Clearly one of the lessons from the pandemic is that it isn’t enough to accelerate organaziations towards customer-centricity. Companies should be human-centered, combining CX with EX, to have empathy as a core value. Managers often speak of understanding processes across the enterprise. The human element has been lacking in that understanding. When we add design thinking to the mix, and consider the interactions between processes and humans, whether they are employees, vendors, suppliers, or customers, we can learn to improve overall.
New Players Enter High-Yield Savings Rate Game
This week N26, the Berlin-based challenger bank, released a survey results regarding the US and European markets.
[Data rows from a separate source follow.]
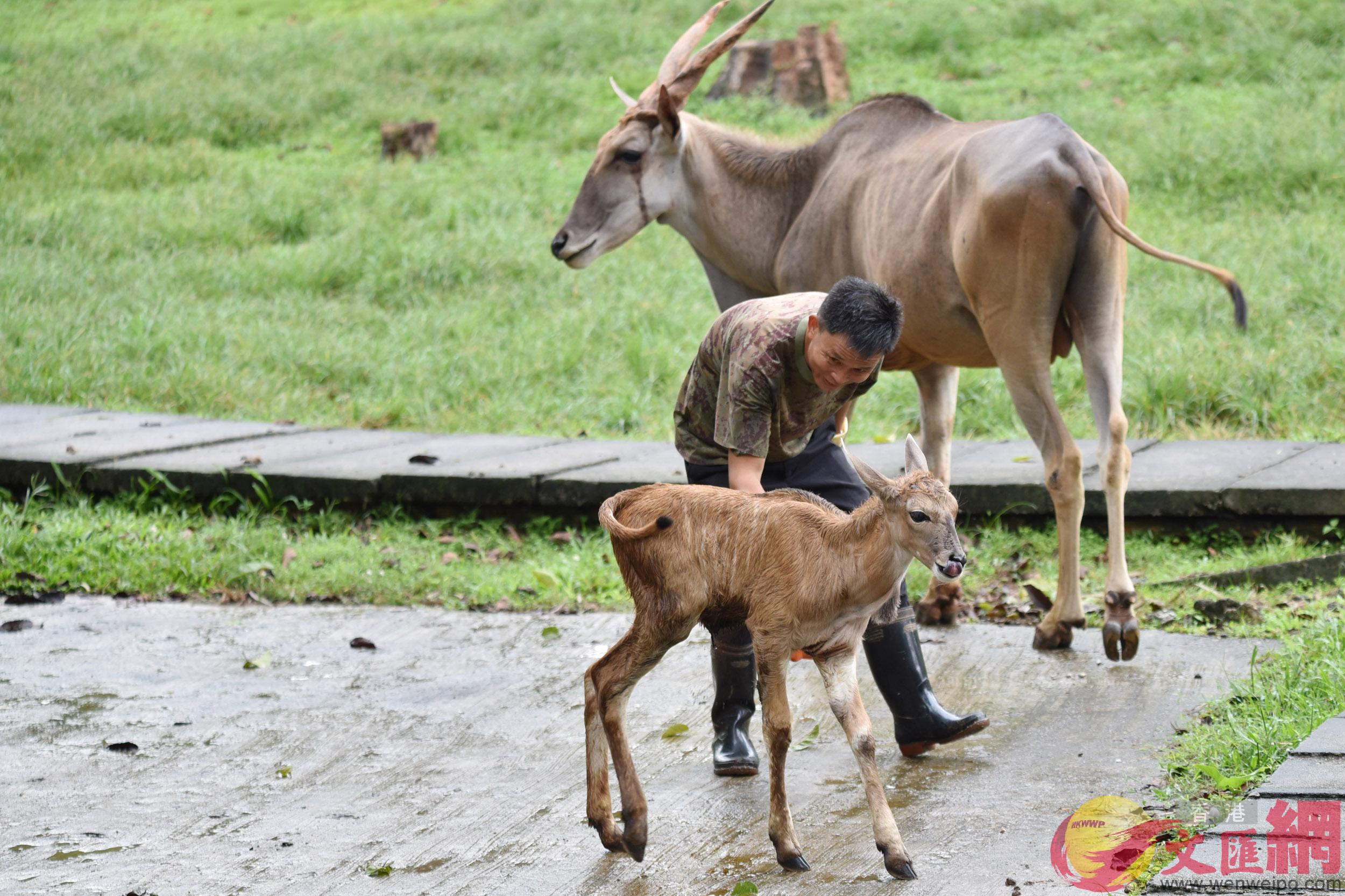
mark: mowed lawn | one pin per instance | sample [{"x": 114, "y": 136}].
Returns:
[{"x": 194, "y": 216}]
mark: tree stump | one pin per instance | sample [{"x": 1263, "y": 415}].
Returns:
[
  {"x": 416, "y": 138},
  {"x": 806, "y": 70}
]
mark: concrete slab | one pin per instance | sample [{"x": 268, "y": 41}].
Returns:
[
  {"x": 14, "y": 416},
  {"x": 498, "y": 477},
  {"x": 1328, "y": 741},
  {"x": 306, "y": 465},
  {"x": 1190, "y": 478},
  {"x": 639, "y": 463},
  {"x": 1312, "y": 482},
  {"x": 63, "y": 427},
  {"x": 1174, "y": 479},
  {"x": 455, "y": 754},
  {"x": 1305, "y": 777}
]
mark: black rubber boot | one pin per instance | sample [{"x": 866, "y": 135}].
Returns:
[
  {"x": 894, "y": 653},
  {"x": 735, "y": 687}
]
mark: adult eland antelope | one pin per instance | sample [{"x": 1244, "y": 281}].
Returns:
[{"x": 1004, "y": 240}]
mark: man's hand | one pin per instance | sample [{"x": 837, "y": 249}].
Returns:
[
  {"x": 843, "y": 424},
  {"x": 746, "y": 473}
]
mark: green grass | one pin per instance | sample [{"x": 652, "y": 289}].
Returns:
[
  {"x": 166, "y": 244},
  {"x": 1249, "y": 731}
]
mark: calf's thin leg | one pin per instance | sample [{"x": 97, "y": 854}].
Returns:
[
  {"x": 775, "y": 724},
  {"x": 843, "y": 688},
  {"x": 612, "y": 679}
]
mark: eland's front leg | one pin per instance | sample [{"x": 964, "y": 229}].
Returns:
[
  {"x": 775, "y": 726},
  {"x": 844, "y": 695}
]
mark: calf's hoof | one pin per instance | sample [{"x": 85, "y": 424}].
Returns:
[
  {"x": 608, "y": 833},
  {"x": 1121, "y": 630},
  {"x": 940, "y": 606},
  {"x": 1055, "y": 635},
  {"x": 635, "y": 836}
]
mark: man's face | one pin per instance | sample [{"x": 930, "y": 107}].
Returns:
[{"x": 832, "y": 360}]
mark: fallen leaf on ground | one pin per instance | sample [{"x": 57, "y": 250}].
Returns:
[{"x": 261, "y": 661}]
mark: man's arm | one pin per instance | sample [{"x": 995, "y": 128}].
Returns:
[
  {"x": 844, "y": 417},
  {"x": 746, "y": 473}
]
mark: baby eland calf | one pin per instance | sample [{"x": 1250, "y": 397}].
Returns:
[{"x": 803, "y": 576}]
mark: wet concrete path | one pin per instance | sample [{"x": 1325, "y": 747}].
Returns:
[{"x": 454, "y": 754}]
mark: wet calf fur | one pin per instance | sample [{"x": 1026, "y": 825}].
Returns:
[{"x": 802, "y": 575}]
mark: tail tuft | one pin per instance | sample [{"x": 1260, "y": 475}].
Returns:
[{"x": 1239, "y": 303}]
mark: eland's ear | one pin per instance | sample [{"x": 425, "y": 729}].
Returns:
[
  {"x": 668, "y": 113},
  {"x": 627, "y": 98},
  {"x": 915, "y": 458}
]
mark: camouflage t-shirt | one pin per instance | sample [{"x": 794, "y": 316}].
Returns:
[{"x": 749, "y": 388}]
The survey found that “Americans are saving an average of almost $220 a month compared to €177 ($192) in Europe due to the introduction of social distancing and isolation measures.”
The study notes that “Americans’ leading reason for saving money long term is for retirement (49%).”
What vehicle are they putting their money into given the current state of Wall Street and the paltry earnings from a simple savings account?
An article in Forbes highlights a new fintech that thinks have an answer, Save Advisers. As described by Donna Fuscaldo, Save Advisers is “gearing up to launch a FDIC-insured savings platform this summer it says is a low-risk way to earn a higher yield. Taking a page from robo advisors, customers open a savings account with a minimum of $1,000 and instead of getting a fixed rate of interest, Save invests the customer’s interest in a portfolio of ETFs that cover stocks, bonds, real estate, and commodities.”
Donna ads “the returns vary based on the market but is averaging around 3.2%. That compares to a high yield savings account which gets you an average return of around 1.6%. If Save doesn’t deliver a return, the initial investment remains intact.”
A quick glance at Bankrate shows that 1.6% isn’t an average. It is the highest rate you can find from a direct-bank. Most of our savings accounts are paying south of 1%, makinf 3.2% very attractive. How can banks and credit unions compete with such yields?
EQ bank in Toronto is also playing the high savings rate game. They are paying 2% which is about 40% higher than what you can find from Canada’s big five.
In an article in The Financial Post, Mahima Poddar, EQ Bank’s senior vice-president of Digital Banking and Strategy, notes that the high savings rate strategy “involves making a sacrifice now in order to attract new clients.” She believes they’ll stay with EQ in the long-term and that’ll give the bank an opportunity to make its investment back.
The strategy seems to be working. The article notes that “EQ has been signing up new clients at more than double its regular pace. This new wave of clients is the second-largest EQ has seen since opening in 2016.”
Apparently, they aren’t the only ones. Other small banks throughout Canada are also offering higher rates now to take this opportunity to gain customers from the five banks that dominate the market. “There are at least 12 other financial institutions in Canada offering interest rates at or above two per cent for savings accounts, with the highest being LBC Digital’s 2.25 per cent.”
We wonder if we will see this trend move south to the US. With rates around 0.8% in some of our savings accounts, perhaps customers would be happy to move for a rate like EQ’s or Save Adviser’s.